PKK niçin yakıyor?

Terör, haksızlığa uğradığını söyleyen kesimlerin sarıldığı en ilkel ve en vahşi kendini ifade yöntemi olsa da maalesef dünyada kullanılagelmiş ve çoğu kez ‘sonuç’da alabilmiştir. En başarılı sonuca Güney Afrika Cumhuriyeti’nde ulaşılmıştır. Ancak bu ülkede beyaz azınlığın kendisinden kat kat fazla olan çoğunluğa karşı sınırları çok net belirlenmiş apartheid (ayrımcı) politikaları söz konusuydu ve  “insan hakları evrensel beyannamesi” ne tamamen zıt düşen bu ayrımcılık dünyadaki diğer bütün ülkeler nezdinde açık bir şekilde kınanıyordu.

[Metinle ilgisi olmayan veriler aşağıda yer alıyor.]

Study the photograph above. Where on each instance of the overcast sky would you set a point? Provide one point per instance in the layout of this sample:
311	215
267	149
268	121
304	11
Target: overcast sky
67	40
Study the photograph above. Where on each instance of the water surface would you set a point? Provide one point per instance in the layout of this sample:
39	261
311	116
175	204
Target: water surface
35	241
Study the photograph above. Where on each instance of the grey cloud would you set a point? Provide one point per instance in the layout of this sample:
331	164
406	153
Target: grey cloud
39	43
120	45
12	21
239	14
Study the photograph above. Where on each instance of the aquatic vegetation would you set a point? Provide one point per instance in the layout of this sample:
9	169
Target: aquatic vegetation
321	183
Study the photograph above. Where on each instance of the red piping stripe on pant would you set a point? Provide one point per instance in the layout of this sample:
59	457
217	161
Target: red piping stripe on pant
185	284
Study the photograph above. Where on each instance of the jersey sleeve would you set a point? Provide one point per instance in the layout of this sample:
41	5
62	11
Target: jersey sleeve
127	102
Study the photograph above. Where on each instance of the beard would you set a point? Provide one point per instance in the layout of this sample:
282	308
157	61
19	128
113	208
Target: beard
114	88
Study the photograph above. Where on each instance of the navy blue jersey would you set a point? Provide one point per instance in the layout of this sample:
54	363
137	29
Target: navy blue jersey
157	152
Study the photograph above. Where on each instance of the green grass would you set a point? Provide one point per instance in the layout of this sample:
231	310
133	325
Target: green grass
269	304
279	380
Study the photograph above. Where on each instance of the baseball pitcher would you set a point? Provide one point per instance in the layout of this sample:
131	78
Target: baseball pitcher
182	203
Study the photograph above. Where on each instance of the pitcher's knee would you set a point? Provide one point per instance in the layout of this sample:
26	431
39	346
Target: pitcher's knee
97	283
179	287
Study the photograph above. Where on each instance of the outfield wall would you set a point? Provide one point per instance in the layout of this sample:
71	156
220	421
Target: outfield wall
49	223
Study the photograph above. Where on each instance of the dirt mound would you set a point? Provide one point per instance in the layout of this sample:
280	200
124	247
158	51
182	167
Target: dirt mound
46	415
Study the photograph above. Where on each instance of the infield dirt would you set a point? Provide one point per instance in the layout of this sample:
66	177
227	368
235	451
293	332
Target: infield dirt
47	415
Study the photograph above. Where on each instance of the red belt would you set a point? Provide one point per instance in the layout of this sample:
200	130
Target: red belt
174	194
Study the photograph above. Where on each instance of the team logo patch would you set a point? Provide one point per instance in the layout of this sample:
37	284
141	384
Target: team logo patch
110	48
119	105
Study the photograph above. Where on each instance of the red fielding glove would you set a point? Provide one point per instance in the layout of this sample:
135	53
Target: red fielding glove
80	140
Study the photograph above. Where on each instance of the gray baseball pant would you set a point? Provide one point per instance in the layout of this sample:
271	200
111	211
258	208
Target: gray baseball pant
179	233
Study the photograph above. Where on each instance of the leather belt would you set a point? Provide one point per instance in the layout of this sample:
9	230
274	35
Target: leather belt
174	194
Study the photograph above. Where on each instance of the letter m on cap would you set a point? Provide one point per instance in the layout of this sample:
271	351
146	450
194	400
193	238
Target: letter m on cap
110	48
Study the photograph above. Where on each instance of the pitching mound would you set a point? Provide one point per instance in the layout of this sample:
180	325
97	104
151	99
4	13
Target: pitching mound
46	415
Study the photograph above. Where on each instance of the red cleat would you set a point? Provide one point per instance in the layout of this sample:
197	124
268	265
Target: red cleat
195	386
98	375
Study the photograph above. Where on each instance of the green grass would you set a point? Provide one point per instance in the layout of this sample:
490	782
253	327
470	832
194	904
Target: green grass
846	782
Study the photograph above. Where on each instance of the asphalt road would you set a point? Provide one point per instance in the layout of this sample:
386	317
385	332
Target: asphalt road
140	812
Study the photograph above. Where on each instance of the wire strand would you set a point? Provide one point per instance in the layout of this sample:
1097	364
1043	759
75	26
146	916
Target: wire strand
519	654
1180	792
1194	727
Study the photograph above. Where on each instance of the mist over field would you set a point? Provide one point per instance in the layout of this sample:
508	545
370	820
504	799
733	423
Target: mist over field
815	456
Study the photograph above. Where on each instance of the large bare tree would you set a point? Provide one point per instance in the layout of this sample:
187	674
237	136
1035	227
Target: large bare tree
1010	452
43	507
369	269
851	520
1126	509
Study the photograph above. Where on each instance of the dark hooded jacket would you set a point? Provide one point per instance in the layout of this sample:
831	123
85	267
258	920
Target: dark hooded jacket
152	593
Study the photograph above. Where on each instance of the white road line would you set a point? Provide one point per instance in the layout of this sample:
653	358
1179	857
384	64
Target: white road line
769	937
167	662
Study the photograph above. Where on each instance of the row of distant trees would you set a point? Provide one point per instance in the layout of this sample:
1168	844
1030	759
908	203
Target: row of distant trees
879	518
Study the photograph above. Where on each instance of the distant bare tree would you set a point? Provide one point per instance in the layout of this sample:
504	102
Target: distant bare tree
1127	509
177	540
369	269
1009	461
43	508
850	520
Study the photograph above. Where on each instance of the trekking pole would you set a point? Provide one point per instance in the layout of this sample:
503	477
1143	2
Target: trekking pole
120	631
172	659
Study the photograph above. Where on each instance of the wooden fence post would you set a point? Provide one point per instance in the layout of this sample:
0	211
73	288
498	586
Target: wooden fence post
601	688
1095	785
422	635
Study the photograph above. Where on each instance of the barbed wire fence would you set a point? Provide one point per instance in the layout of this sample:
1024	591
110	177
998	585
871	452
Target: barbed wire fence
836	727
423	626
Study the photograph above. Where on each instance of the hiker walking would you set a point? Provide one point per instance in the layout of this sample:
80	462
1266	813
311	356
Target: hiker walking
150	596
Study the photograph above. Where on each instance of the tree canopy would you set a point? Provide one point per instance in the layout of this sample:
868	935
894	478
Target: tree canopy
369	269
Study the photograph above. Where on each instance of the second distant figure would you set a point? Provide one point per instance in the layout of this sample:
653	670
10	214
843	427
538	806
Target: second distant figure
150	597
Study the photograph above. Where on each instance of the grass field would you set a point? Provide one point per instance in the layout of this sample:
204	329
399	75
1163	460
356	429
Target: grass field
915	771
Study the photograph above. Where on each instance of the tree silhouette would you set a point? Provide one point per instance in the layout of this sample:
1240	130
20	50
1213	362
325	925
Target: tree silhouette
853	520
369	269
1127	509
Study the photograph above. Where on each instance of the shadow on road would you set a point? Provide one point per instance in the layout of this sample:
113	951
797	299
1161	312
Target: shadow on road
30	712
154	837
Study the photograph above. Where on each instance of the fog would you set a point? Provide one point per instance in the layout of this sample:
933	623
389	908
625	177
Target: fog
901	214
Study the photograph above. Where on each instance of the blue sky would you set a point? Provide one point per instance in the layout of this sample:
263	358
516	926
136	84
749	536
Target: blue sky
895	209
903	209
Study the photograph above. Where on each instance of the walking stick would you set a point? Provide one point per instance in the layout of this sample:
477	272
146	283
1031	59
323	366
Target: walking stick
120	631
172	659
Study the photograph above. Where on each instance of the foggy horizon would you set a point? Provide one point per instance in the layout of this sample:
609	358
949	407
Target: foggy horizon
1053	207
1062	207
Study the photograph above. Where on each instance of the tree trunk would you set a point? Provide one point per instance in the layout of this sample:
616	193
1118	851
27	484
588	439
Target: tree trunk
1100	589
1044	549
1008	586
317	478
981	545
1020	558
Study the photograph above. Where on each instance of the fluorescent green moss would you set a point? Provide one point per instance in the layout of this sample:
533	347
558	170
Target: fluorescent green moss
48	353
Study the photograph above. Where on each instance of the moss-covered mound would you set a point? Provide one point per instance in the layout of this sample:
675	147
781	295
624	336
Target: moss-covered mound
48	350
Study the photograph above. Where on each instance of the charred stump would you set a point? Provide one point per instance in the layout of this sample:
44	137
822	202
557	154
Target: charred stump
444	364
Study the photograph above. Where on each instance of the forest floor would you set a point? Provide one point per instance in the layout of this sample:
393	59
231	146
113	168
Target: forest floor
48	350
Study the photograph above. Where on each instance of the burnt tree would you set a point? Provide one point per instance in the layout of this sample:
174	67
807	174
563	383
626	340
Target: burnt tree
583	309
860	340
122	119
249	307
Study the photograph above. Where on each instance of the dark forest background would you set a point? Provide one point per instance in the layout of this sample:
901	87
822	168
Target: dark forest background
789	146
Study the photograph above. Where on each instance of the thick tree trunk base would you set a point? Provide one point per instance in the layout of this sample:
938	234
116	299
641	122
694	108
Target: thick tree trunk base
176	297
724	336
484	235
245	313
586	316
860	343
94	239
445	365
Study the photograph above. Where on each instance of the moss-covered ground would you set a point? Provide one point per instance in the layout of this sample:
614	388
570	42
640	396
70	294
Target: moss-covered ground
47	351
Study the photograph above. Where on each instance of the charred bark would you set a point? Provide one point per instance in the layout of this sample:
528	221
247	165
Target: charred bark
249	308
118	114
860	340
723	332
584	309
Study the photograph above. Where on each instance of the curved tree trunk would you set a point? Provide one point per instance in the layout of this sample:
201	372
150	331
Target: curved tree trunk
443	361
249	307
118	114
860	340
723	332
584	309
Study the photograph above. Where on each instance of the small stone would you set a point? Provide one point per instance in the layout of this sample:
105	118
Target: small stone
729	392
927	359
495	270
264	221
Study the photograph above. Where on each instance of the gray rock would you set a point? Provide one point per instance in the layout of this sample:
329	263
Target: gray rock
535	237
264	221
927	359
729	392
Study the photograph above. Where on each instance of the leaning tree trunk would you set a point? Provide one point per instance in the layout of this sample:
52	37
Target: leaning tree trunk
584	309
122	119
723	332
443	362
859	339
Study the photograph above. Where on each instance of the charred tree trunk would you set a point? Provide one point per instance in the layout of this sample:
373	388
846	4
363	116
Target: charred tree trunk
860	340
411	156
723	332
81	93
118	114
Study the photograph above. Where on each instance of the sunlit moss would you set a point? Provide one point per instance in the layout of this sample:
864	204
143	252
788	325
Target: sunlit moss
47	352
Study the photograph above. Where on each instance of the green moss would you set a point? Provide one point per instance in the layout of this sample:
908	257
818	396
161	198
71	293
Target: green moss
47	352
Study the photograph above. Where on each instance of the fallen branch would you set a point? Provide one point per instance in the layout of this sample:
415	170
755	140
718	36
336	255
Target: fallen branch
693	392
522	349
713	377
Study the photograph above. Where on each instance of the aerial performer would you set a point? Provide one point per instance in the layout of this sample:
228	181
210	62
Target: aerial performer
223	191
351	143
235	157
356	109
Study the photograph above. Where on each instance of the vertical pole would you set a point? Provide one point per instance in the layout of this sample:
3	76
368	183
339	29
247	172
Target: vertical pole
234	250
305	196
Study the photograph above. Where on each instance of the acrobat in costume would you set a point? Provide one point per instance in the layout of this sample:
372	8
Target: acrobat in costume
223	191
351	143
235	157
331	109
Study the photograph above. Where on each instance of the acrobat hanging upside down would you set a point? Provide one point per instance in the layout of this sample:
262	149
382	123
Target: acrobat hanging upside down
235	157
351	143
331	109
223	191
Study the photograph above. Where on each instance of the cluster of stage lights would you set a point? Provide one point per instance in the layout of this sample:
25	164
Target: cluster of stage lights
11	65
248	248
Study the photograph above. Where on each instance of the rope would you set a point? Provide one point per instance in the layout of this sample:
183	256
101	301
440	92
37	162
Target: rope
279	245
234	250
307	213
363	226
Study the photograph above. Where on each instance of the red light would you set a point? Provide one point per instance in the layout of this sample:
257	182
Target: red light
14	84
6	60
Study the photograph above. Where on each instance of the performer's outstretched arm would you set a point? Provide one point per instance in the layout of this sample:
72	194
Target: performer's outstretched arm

Afrika’nın güney ucundaki bu ülkede uygulanan dışlayıcı tedbirler öyle aşırı noktadaydı ki, siyahlar seçme-seçilme ve temsil haklarının yanı sıra temel sağlık ve eğitim hizmetlerinden dahi yararlanamıyordu. Normal vatandaş sayılmıyor, ikinci sınıf muamele görüyordu.
PKK terör örgütü, lideri Abdullah Öcalan’a Mandela rolünü yüklemek istiyor. Ancak Güney Afrika’da ırkçılığa karşı koyanların sesini duyurabilmeleri açısından terör önemli bir ‘iletişim’aracı olsa da hapishanede avukatlık eğitimini tamamlayan Nelson Mandela, mücadelesini temel olarak hukuki zeminde sürdürmeyi hedefliyordu.
Fransızca’dan dilimize giren ‘terör’ Türkçe’de, dehşet saçmak anlamına gelen ‘tedhiş’ kelimesiyle karşılanır. Siyasi, dini, ekonomik hedeflerine ulaşmak isteyen teröristin amacı da dehşet ve panik uyandırarak halkın, resmî, yerel ve genel yönetimlerin üzerinde baskı kurmak ve yıldırmaktır. Fransız Devrimi sonrasında karşı devrimcileri yıldırmak için ‘terör’, devlet eliyle bir yöntem olarak da kullanılmıştır.
10 yıl öncesine kadar terörün haklı gerekçesi olduğu ileri sürülebilirdi. Temel insan hakları kapsamındaki eğitim-öğretim, savunma, sanat ve kültürünü yaşatma noktasında Kürt dillerinin önünde bir takım engeller vardı. Kırmanç (Kurmanci), Sorani ve Zazaca (ayrı bir dil sayılabilir) lehçeleri ile konuşanların genel anlamda bir ifade hürriyeti sorunu bulunuyordu. Bugün için açlık grevleri dolayısıyla BDP’nin dillendirdiği görüşler, Öcalan’a yönelik tecridin kaldırılması ve Kürtçe savunma hakkıyla sınırlıdır. Oysa İmralı ile yürütülen müzakereler ve görüşme trafiği Öcalan’a yönelik bir tecridin yaşanmadığını, aksine devlet yetkililerinin sorunun çözümünde kendisini daha fazla devreye sokmak niyetinde olduğunu göstermektedir.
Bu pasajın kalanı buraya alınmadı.